The exhibition, which opened in September, includes 50 compelling images of Utah’s public lands that were selected through a juried process from more than 1,400 entries, according to a news release from the museum. The exhibit also forms part of a larger national commemoration of the 50th anniversary of the Wilderness Act. The act created a way for Congress and Americans to designate “wilderness areas,” which represent the nation’s highest form of land protection.

“The museum saw the Utah Wilderness 50 photo contest and exhibit as an excellent opportunity to capture the natural beauty of the state and engage with artists visiting its diverse national forests, national parks and monuments, national wildlife refuges and [Bureau of Land Management] public lands,” the news release stated.
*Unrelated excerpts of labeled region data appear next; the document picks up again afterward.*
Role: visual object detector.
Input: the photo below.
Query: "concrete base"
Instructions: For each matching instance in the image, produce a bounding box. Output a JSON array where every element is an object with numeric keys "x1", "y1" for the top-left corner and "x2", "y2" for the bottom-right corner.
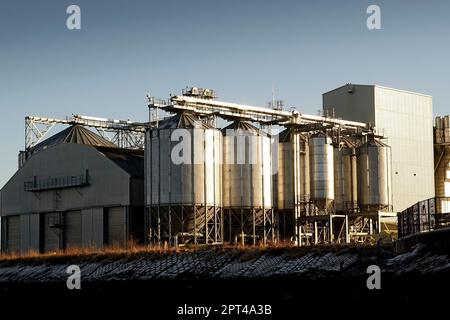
[{"x1": 395, "y1": 228, "x2": 450, "y2": 254}]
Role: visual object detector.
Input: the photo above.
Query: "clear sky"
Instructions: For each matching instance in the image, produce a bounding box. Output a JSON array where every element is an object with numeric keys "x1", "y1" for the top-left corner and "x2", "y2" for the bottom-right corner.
[{"x1": 0, "y1": 0, "x2": 450, "y2": 186}]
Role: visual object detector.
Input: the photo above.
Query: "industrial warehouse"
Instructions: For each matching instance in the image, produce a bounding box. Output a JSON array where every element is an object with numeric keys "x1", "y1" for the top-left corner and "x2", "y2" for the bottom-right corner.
[{"x1": 0, "y1": 84, "x2": 450, "y2": 253}]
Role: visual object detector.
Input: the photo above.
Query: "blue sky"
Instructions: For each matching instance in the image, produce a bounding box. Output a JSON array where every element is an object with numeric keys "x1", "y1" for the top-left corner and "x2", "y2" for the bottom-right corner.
[{"x1": 0, "y1": 0, "x2": 450, "y2": 186}]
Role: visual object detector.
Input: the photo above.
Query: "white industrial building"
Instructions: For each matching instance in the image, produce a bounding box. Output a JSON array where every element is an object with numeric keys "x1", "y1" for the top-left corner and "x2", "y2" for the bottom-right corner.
[{"x1": 323, "y1": 84, "x2": 435, "y2": 212}]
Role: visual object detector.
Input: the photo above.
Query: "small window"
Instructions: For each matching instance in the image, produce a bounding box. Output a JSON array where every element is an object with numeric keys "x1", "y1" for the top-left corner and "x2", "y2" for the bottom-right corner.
[{"x1": 444, "y1": 182, "x2": 450, "y2": 197}]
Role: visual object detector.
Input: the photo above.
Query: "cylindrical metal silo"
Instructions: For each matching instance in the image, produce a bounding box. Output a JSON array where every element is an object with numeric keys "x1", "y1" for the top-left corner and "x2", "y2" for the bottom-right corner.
[
  {"x1": 358, "y1": 138, "x2": 392, "y2": 212},
  {"x1": 309, "y1": 133, "x2": 334, "y2": 213},
  {"x1": 222, "y1": 121, "x2": 275, "y2": 243},
  {"x1": 334, "y1": 137, "x2": 358, "y2": 212},
  {"x1": 274, "y1": 128, "x2": 310, "y2": 240},
  {"x1": 145, "y1": 113, "x2": 223, "y2": 245},
  {"x1": 444, "y1": 116, "x2": 450, "y2": 142}
]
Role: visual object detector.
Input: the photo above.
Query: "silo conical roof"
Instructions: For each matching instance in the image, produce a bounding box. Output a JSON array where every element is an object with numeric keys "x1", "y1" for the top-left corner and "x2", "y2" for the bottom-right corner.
[
  {"x1": 222, "y1": 121, "x2": 268, "y2": 136},
  {"x1": 31, "y1": 124, "x2": 117, "y2": 152},
  {"x1": 158, "y1": 112, "x2": 214, "y2": 129}
]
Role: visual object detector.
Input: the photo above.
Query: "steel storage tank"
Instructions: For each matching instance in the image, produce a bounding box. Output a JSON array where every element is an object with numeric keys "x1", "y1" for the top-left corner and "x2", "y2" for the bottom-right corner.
[
  {"x1": 309, "y1": 133, "x2": 334, "y2": 214},
  {"x1": 274, "y1": 128, "x2": 310, "y2": 240},
  {"x1": 222, "y1": 121, "x2": 275, "y2": 244},
  {"x1": 444, "y1": 116, "x2": 450, "y2": 142},
  {"x1": 334, "y1": 137, "x2": 358, "y2": 212},
  {"x1": 145, "y1": 113, "x2": 223, "y2": 245},
  {"x1": 358, "y1": 138, "x2": 392, "y2": 212}
]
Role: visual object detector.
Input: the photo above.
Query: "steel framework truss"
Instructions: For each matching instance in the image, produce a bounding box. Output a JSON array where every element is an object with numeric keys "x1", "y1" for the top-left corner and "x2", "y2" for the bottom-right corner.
[
  {"x1": 148, "y1": 205, "x2": 223, "y2": 246},
  {"x1": 25, "y1": 115, "x2": 148, "y2": 150}
]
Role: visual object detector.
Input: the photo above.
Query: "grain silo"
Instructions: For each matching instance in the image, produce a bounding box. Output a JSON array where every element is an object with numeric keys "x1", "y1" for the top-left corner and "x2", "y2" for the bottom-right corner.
[
  {"x1": 222, "y1": 121, "x2": 276, "y2": 244},
  {"x1": 334, "y1": 137, "x2": 359, "y2": 213},
  {"x1": 0, "y1": 124, "x2": 144, "y2": 253},
  {"x1": 309, "y1": 133, "x2": 334, "y2": 214},
  {"x1": 274, "y1": 128, "x2": 310, "y2": 240},
  {"x1": 358, "y1": 137, "x2": 392, "y2": 212},
  {"x1": 145, "y1": 113, "x2": 223, "y2": 245}
]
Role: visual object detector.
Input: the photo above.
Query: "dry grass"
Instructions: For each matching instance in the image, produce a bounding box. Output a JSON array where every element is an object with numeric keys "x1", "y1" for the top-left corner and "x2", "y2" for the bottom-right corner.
[{"x1": 0, "y1": 241, "x2": 388, "y2": 264}]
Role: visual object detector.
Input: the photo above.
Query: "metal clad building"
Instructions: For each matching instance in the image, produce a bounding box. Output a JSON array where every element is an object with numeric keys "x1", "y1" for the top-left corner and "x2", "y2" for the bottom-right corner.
[
  {"x1": 323, "y1": 84, "x2": 435, "y2": 212},
  {"x1": 0, "y1": 125, "x2": 144, "y2": 252}
]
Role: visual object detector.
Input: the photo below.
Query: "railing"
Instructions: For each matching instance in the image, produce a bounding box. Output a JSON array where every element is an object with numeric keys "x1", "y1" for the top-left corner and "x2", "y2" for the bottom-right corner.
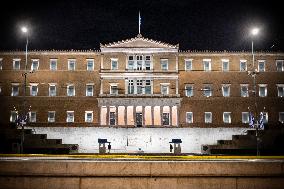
[{"x1": 99, "y1": 94, "x2": 180, "y2": 98}]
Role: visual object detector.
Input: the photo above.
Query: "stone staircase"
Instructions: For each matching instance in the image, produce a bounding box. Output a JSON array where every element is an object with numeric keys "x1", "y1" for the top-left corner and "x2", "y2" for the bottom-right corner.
[
  {"x1": 201, "y1": 127, "x2": 284, "y2": 155},
  {"x1": 0, "y1": 126, "x2": 79, "y2": 154}
]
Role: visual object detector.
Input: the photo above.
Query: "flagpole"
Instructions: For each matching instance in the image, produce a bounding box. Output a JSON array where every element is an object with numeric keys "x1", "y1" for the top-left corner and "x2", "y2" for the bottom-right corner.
[{"x1": 138, "y1": 11, "x2": 141, "y2": 34}]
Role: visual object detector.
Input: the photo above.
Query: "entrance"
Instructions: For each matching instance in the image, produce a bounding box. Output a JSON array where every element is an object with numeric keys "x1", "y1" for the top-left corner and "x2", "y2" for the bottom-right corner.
[
  {"x1": 109, "y1": 112, "x2": 115, "y2": 125},
  {"x1": 163, "y1": 113, "x2": 170, "y2": 125},
  {"x1": 136, "y1": 113, "x2": 142, "y2": 127}
]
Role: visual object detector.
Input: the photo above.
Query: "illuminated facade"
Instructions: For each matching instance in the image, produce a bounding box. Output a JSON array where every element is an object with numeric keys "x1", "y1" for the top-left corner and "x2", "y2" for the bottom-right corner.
[{"x1": 0, "y1": 34, "x2": 284, "y2": 152}]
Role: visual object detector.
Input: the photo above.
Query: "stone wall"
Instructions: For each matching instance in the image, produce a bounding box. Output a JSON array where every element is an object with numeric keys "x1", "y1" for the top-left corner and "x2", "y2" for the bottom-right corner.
[{"x1": 27, "y1": 127, "x2": 246, "y2": 153}]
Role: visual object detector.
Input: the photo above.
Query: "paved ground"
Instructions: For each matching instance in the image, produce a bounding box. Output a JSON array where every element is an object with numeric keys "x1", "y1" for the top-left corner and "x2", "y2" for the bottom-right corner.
[{"x1": 0, "y1": 154, "x2": 284, "y2": 162}]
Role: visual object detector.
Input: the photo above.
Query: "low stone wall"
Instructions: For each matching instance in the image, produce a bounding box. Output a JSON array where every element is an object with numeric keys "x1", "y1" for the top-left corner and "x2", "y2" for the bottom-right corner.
[
  {"x1": 28, "y1": 127, "x2": 247, "y2": 153},
  {"x1": 0, "y1": 160, "x2": 284, "y2": 189}
]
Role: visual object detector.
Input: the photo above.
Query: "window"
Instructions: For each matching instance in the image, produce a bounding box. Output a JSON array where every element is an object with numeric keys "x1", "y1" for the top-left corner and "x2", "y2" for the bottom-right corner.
[
  {"x1": 242, "y1": 112, "x2": 249, "y2": 123},
  {"x1": 258, "y1": 60, "x2": 265, "y2": 72},
  {"x1": 203, "y1": 84, "x2": 212, "y2": 97},
  {"x1": 66, "y1": 111, "x2": 74, "y2": 123},
  {"x1": 87, "y1": 59, "x2": 94, "y2": 71},
  {"x1": 10, "y1": 111, "x2": 18, "y2": 123},
  {"x1": 277, "y1": 84, "x2": 284, "y2": 97},
  {"x1": 241, "y1": 84, "x2": 249, "y2": 97},
  {"x1": 85, "y1": 111, "x2": 93, "y2": 123},
  {"x1": 186, "y1": 112, "x2": 193, "y2": 123},
  {"x1": 222, "y1": 59, "x2": 230, "y2": 72},
  {"x1": 145, "y1": 56, "x2": 151, "y2": 70},
  {"x1": 48, "y1": 84, "x2": 56, "y2": 96},
  {"x1": 110, "y1": 84, "x2": 118, "y2": 95},
  {"x1": 276, "y1": 60, "x2": 284, "y2": 72},
  {"x1": 127, "y1": 55, "x2": 152, "y2": 70},
  {"x1": 13, "y1": 59, "x2": 21, "y2": 70},
  {"x1": 258, "y1": 84, "x2": 267, "y2": 97},
  {"x1": 184, "y1": 59, "x2": 192, "y2": 71},
  {"x1": 0, "y1": 58, "x2": 3, "y2": 70},
  {"x1": 111, "y1": 58, "x2": 118, "y2": 70},
  {"x1": 161, "y1": 59, "x2": 168, "y2": 71},
  {"x1": 31, "y1": 59, "x2": 39, "y2": 71},
  {"x1": 29, "y1": 112, "x2": 36, "y2": 123},
  {"x1": 30, "y1": 83, "x2": 38, "y2": 96},
  {"x1": 185, "y1": 84, "x2": 193, "y2": 97},
  {"x1": 223, "y1": 112, "x2": 231, "y2": 123},
  {"x1": 109, "y1": 112, "x2": 116, "y2": 125},
  {"x1": 279, "y1": 112, "x2": 284, "y2": 123},
  {"x1": 86, "y1": 84, "x2": 94, "y2": 96},
  {"x1": 240, "y1": 60, "x2": 247, "y2": 72},
  {"x1": 127, "y1": 56, "x2": 134, "y2": 70},
  {"x1": 136, "y1": 55, "x2": 143, "y2": 70},
  {"x1": 47, "y1": 111, "x2": 55, "y2": 123},
  {"x1": 128, "y1": 79, "x2": 134, "y2": 94},
  {"x1": 162, "y1": 113, "x2": 170, "y2": 125},
  {"x1": 161, "y1": 84, "x2": 169, "y2": 95},
  {"x1": 204, "y1": 112, "x2": 212, "y2": 123},
  {"x1": 203, "y1": 59, "x2": 211, "y2": 72},
  {"x1": 136, "y1": 79, "x2": 143, "y2": 94},
  {"x1": 260, "y1": 112, "x2": 268, "y2": 123},
  {"x1": 145, "y1": 80, "x2": 152, "y2": 94},
  {"x1": 222, "y1": 84, "x2": 230, "y2": 97},
  {"x1": 126, "y1": 79, "x2": 152, "y2": 94},
  {"x1": 11, "y1": 83, "x2": 20, "y2": 96},
  {"x1": 68, "y1": 59, "x2": 76, "y2": 71},
  {"x1": 67, "y1": 84, "x2": 75, "y2": 96},
  {"x1": 49, "y1": 59, "x2": 57, "y2": 71}
]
Winners of the photo contest came from across the western region of the United States, spanning from California, Washington, Idaho, Arizona, Colorado and Utah.

Moab residents Bruce Hucko, Dan Norris, Bill Rau, Brett Edge and Deborah Shank all had entries selected among the winning 50 photographs that are displayed to portray the natural beauty and exotic scenery of Utah’s wild lands, museum officials said.

“We’re celebrating wild land and the natural beauty of Utah,” said Becky Menlove, associate director for visitor services at the museum. “The exhibit features very diverse photos – from people, to animals, to landscapes, to rainbows and sunsets. I think it’s a great reminder for people to get out there and enjoy all that Utah has to offer – we live in a beautiful place.”

The five Moab photographers covered a large range of Utah’s public lands, including Hucko’s gripping view of Mill Creek Canyon in Moab, Norris’ sunrise in Canyonlands National Park, Rau’s “Storm’s Light” on BLM land near the Book Cliffs, Edge’s bird’s eye view of Calf Creek Falls in Grand Staircase Escalante National Monument and Shank’s foggy view of the Windows section in Arches National Park.

“The Book Cliffs region holds a special magic for me. It feels like really wild land. The hills, washes, surrounding cliffs and canyons convey nuances I find fascinating during every visit,” Rau said when describing how he captured his “Storm’s Light” image.

The museum worked with Jeff Clay, Utah Wilderness 50 state team coordinator, to develop the contest and judging team. The winning photographs were chosen by a select group of photographers and writers who are internationally recognized and have spent most of their lives shooting natural landscapes, according to the news release.

Utah-based judges Rosalie Winard, Stephen Trimble, Tom Till and James Kay were directed to select photos that moved them and were well composed. All levels of photographers were invited to participate, with some winning photos even taken from cell phones, museum officials said.

The Utah Wilderness 50 photo exhibition will run through Dec. 14. There will be an array of special activities and programming designed around the exhibit, according to the news release.